Very few people. But one of them is former congressman Tom Tancredo (R-CO), who on the floor of the House of Representatives in 2004, starkly described the result of all this whitewashing:
“In a textbook called Across the Centuries, which is used for seventh grade history . . . the book defines the word jihad as, ‘To do one’s best to resist temptation and overcome evil.’ So now this is what children are taught the word jihad means. When this child watches a program on television and this word [jihad] is used, and it is a word used in conjunction with someone who has just blown himself or herself up, and a lot of other innocent human beings around them, this kid is supposed to think that that is what somebody is doing in order to resist temptation and overcome evil. And if we condemn jihad against the United States, then we are condemning someone who is just simply trying to overcome evil. This is what we tell our children?”[8]
FP: This is pretty bad. It can’t get worse?
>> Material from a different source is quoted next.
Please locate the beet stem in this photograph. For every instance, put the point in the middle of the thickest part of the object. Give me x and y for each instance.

Spencer: Wrong. It gets worse.
In light of the attempt of many textbooks to whitewash violence from Islam, it’s no surprise that the early spread of Islam is generally presented in benign or even positive terms. The History Alive! text is typical when it reports that Islam “spread” but does not explain how, implying that it all took place through peaceful missionary activity and voluntary conversion: “Although the first Muslims lived in Arabia, Islam spread through the Middle East.” Similarly, McDougal Littell’s World History: Medieval and Early Modern Times asserts that “there was much blending of cultures under Muslim rule. Over time, many peoples in Muslim-ruled territories converted to Islam. They were attracted by Islam’s message of equality and hope for salvation.” The American Textbook Council report notes that “McDougal Littell’s Teacher’s Annotated Edition reiterates this theme, telling instructors to stress that ‘many conquered people became Muslims [because] they found Islam’s message of equality and hope attractive.’”[9]
The experience of non-Muslims who were conquered and subjugated by the early jihad warriors, however, tells a very different story. The early Muslim conquests saw the warriors of jihad sweep out of Arabia and become the masters of a vast empire stretching from Spain to India within a century of Muhammad’s death. Islam “spread” through the Middle East when the indigenous populations in the conquered areas were subjugated as dhimmis: all they had to do to be free of the onerous tax burden and the other discriminatory hallmarks of dhimmitude was convert to Islam. And over time, they did so, in large numbers. One would think that the coercive nature of Islam’s dhimmi system would warrant a mention in these textbooks – particularly since it remains part of the system of Islamic law that jihadists are fighting, in various ways, to impose upon the West.